In Variety, Anne Thompson says we can expect to see Werner Herzog’s Antarctica documentary Encounters at the End of the World, Cannes winner 4 Months, 3 Weeks and 2 Days, Julian Schnabel’s The Diving Bell and the Butterfly, Margot at the Wedding, I’m Not There, Rails & Ties (directed by Allison Eastwood and starring Kevin Bacon and Marcia Gay Harden) and Tamara Jenkins’ The Savages, which premiered at Sundance and which stars Philip Seymour Hoffman and Laura Linney. I’m speculating that if Schnabel’s going to make the trip up the mountain with the French-language drama Butterfly, he might also bring along his Lou Reed concert film, which is scheduled to debut at Toronto.

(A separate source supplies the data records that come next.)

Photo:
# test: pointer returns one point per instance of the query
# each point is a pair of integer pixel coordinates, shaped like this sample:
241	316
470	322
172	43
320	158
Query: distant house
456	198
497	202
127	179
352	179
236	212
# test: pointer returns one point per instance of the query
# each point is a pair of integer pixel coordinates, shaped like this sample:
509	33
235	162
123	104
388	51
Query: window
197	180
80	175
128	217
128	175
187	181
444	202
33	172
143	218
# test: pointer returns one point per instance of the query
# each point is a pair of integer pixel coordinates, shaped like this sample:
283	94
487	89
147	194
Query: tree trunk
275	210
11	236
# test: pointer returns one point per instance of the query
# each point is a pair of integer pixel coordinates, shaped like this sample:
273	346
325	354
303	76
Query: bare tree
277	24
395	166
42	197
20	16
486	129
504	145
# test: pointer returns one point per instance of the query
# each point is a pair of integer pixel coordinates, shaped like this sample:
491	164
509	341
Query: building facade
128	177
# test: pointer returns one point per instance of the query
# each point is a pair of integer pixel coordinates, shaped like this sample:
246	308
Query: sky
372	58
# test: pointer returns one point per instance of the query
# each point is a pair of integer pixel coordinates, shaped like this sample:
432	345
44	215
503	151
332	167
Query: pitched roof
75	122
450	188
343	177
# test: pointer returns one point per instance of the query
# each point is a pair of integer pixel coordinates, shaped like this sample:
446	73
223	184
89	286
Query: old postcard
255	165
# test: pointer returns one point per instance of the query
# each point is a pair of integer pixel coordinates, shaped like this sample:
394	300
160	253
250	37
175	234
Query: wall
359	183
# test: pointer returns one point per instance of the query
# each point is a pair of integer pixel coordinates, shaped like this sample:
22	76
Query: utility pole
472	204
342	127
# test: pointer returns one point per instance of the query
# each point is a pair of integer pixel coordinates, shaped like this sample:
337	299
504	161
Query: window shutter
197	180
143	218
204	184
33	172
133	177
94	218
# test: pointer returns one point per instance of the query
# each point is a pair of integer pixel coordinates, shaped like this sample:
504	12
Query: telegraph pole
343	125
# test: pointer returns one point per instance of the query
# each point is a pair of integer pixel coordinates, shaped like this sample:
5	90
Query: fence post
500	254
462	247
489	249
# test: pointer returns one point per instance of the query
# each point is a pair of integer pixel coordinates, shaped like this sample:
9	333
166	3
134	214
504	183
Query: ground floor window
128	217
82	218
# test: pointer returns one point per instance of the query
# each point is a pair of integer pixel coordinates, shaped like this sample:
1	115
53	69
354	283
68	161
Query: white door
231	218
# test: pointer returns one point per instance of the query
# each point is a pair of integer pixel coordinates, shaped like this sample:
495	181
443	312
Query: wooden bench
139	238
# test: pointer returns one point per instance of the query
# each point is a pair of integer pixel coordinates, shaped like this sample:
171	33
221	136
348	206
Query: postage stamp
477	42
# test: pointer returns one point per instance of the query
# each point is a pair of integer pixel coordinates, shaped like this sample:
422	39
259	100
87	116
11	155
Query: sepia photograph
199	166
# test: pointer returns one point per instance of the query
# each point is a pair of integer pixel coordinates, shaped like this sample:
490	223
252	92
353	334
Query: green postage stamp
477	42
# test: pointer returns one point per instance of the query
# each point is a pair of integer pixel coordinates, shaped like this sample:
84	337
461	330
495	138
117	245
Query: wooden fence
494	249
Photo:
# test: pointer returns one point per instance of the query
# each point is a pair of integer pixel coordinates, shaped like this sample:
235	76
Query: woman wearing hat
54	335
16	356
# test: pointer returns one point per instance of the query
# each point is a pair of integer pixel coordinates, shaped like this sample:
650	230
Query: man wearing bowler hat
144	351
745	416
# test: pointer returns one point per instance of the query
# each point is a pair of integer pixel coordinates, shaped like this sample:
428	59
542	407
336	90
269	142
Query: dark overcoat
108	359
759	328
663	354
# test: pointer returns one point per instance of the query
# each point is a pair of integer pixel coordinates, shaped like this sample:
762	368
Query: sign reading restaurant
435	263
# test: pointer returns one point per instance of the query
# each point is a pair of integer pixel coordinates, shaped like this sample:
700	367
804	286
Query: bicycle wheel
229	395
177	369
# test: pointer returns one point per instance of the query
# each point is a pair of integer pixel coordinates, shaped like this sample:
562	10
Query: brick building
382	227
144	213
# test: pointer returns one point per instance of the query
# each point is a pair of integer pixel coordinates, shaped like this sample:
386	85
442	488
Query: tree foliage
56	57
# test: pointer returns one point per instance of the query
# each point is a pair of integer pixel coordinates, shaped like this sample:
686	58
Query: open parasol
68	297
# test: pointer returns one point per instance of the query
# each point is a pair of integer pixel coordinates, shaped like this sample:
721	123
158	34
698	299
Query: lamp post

Most enticingly, Thompson also says we can expect some “early footage” from There Will Be Blood, Paul Thomas Anderson’s long-awaited Upton Sinclair adaptation, starring Daniel Day-Lewis. Both Jeff Wells and Bill Husted of the Denver Post say Telluride’s planning a major tribute to Day Lewis. The latter indicates the tribute will include a full screening of Blood; the former says the film isn’t ready and speculates that if “a longish Blood reel is shown, it will be like those product-reel showings of Gangs of New York, Lord of the Rings and World Trade Center at Cannes, and therefore the first time that Telluride — the most pure-minded, far- from-the-madding-crowd film festival around — will have screened a portion of a film solely to spread word-of-mouth to benefit a distributor.”

So that’s one of the festival’s expected three major tributes; according to SF360, the second tribute slot will be filled by Indian filmmaker Shyam Benegal. SF360 also predicts that Bruce Conner will be the subject of a planned “salute to a Bay Area experimental filmmaker” curated by Edith Kramer.

Back at the Denver Post, Husted says we can also expect screenings of Into the Wild, directed by Sean Penn; and a reformatted print of Richard Lester’s second Beatles flick, Help!

This Times of India interview with Bollywood star Tannishtha Chatterjee says the actress will be on hand in Telluride for a screening of Brick Lane, directed by Sarah Gavron.

Total speculation: the last time a Michael Moore film played fall festivals, it began its run at Telluride. Moore’s Captain Mike Across America is set to debut at Toronto, so I wouldn’t be surprised to see it on the Telluride schedule.